Nein zum Feinstaub aus Zigaretten!

Von Heinz Dieter Rödder

Nur einmal angenommen: Bei einem großen internationalen Herz-Kongress wird eine neue medikamentöse Therapie vorgestellt, die die Herzinfarktrate nach Beginn der Therapie in 18 Monaten um fast ein Drittel, nach weiteren 18 Monaten um fast ein weiteres Fünftel senkt...

Diese Nachricht würde für einen völlig überfüllten Saal sorgen. Es wäre die Top-Meldung in den Abendnachrichten im Fernsehen. Großen Tageszeitungen würde es ein Seite-1-Thema wert sein. Und internationale Wirtschaftszeitungen würden Dreispalter zu den Erwartungen für das Unternehmen bringen, das die Substanz auf den Markt bringen will. Eine Sensation eben.

Genau den Effekt hat die Einführung eines Rauchverbotes an Arbeitsplätzen und öffentlichen Orten, wie jetzt in einer Studie in der renommierten US-Zeitschrift der Center for Disease Control und Prevention belegt worden ist.

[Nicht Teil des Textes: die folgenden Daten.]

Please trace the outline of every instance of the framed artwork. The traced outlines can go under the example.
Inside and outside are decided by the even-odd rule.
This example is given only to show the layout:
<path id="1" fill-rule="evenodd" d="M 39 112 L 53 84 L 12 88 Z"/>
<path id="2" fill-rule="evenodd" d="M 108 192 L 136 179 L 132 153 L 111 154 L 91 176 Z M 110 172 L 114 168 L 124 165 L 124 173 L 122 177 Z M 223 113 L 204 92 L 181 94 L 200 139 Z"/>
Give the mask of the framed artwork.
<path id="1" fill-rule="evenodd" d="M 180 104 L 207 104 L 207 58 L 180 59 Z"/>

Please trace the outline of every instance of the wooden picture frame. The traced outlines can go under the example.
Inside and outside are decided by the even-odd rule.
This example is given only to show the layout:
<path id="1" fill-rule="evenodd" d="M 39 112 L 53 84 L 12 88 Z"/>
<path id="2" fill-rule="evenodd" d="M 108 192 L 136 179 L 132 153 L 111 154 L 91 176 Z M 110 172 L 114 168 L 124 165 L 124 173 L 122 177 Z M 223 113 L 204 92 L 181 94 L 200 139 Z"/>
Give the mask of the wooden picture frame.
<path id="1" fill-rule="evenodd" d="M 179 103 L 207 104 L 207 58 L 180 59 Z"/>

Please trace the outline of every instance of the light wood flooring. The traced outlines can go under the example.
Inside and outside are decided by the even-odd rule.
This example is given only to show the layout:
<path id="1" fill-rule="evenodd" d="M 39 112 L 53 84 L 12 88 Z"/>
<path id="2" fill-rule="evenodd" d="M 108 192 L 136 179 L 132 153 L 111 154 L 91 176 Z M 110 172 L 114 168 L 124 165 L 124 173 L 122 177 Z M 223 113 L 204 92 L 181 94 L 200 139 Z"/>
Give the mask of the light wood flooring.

Und die Reaktion? Sie bleibt aus. Genauso wie sie bei sieben Studien ausgeblieben ist, die bereits ebenfalls eine Verminderung der Herzinfarktrate um ein Fünftel nach Einführung von Rauchverboten belegt hat. Was tun wir in Deutschland beim Nichtraucherschutz? Wir rudern gerade zurück, frei nach dem alten Spruch: "Es ist verboten zu verbieten" oder auch in Abwandlung eines anderen: "Freier Rauch für freie Bürger".

Wie kümmern uns viel um Feinstaub auf den Straßen, wo bleibt der Schutz vor Feinstaub in den Räumen?